The Rise of American Wine

by Paul Lukacs

Pub Date: Nov. 16th, 2000
ISBN: 0-395-91478-7
Publisher: Houghton Mifflin

The history of American winemaking, by now pretty well-turned ground, gets a further spading from Washington Times wine columnist Lukacs.

It all started, if you can believe it, nearly 200 years back in Cincinnati—with Nicholas Longworth’s Sparkling Catawba. Since then, American wine has gone through as many different phases as the moon, and Lukacs’s survey offers a ready guide to most of them: from Thomas Jefferson’s paeans to the great democratic grape on through the romanticism of the early aristocratic winegrowers and the importance of immigrants (not just in winemaking, but in bringing wine from the farmhouse table to the city table—since working-class families demanded the drink of their home countries). The author has an undeniable passion for his subject, but he incorporates a level of detail into the narrative that works against the book’s broad canvas. He is not content simply to introduce the major players and themes; he includes the topics like the growth of cooperatives in conjunction with fancy labels, the impact of organized crime on the quality of product, and the bringing of science to the garden.

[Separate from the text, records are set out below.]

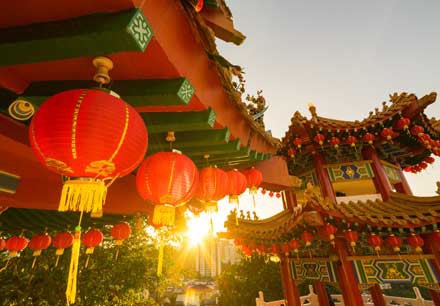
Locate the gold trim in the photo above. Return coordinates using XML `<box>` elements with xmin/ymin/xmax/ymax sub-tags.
<box><xmin>109</xmin><ymin>104</ymin><xmax>130</xmax><ymax>162</ymax></box>
<box><xmin>72</xmin><ymin>89</ymin><xmax>87</xmax><ymax>159</ymax></box>
<box><xmin>324</xmin><ymin>159</ymin><xmax>373</xmax><ymax>168</ymax></box>
<box><xmin>0</xmin><ymin>170</ymin><xmax>20</xmax><ymax>179</ymax></box>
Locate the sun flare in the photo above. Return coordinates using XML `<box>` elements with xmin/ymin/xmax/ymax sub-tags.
<box><xmin>186</xmin><ymin>213</ymin><xmax>211</xmax><ymax>245</ymax></box>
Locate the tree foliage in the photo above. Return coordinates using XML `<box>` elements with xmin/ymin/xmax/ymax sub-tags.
<box><xmin>0</xmin><ymin>219</ymin><xmax>177</xmax><ymax>306</ymax></box>
<box><xmin>217</xmin><ymin>253</ymin><xmax>283</xmax><ymax>306</ymax></box>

While there is no way his selection of boutique wineries could cover all the bases—and many of his choices, such as his neglect of Sean Thackrey, will be the object of much quibbling—he does amply convey the importance of these wineries in setting industry standards. But, oddly, despite the attention he devotes to such small producers, he fails to highlight the critical role women played in these concerns. And when will American vineyards finally stop measuring everything they do against the example of the French?

There is currently a debate in wine circles about whether all bottles of wine need to breathe. But there is little debate that American winemaking history has had sufficient aeration—with the result that the subject is getting flat.